Saturday, June 25, 2011
Smile for the Camera, by Kelle James
At the age of sixteen, Kelle decides to leave her abusive father and go to New York City to pursue her dream of becoming a professional model. Innocent and naive, she has a fair share of problems getting started, ranging from financial insecurity and unsafe living arrangements to dealing with sexual predators. But with the right friends she learns how to navigate the dangers of the modeling industry and eventually succeeds on her own terms.
As this is an autobiography, there isn't much of a point in criticizing the story itself. The bigger question is whether it is worth reading? There's no denying that the subject matter (small-town girl struggles to make it big in the big city) has inherent appeal and any girl who has dreamed of becoming a model will find the lessons taught here to be valuable.

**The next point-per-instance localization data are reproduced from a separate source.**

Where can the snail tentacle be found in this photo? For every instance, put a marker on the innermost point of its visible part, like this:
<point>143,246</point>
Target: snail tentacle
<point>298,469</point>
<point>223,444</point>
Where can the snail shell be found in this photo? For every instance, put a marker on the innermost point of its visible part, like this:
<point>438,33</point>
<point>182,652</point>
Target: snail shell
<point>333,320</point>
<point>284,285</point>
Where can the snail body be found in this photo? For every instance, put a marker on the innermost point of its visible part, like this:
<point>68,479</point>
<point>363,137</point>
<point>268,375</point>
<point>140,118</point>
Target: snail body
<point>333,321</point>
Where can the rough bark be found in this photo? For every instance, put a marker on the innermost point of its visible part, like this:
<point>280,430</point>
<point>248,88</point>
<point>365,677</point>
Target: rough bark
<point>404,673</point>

But, as told here, the path from rags to riches, is not terribly compelling. There is certainly plenty of difficulties in the beginning, but actually finding work doesn't seem to take Kelle very long and there never seems to be much risk of failure.
The story is also cluttered with a tangential subplot about a friend who is accused of murder. And this causes other subplots about things that would normally be considered important in a story like this (her strained relationship with her family, for example) to be underdeveloped and sidelined. Flashbacks to Kelle's childhood are also surprisingly unrevealing. The writing itself is technically strong, so there is no denying Ms. James's talents, but the narrative is rough and poorly executed.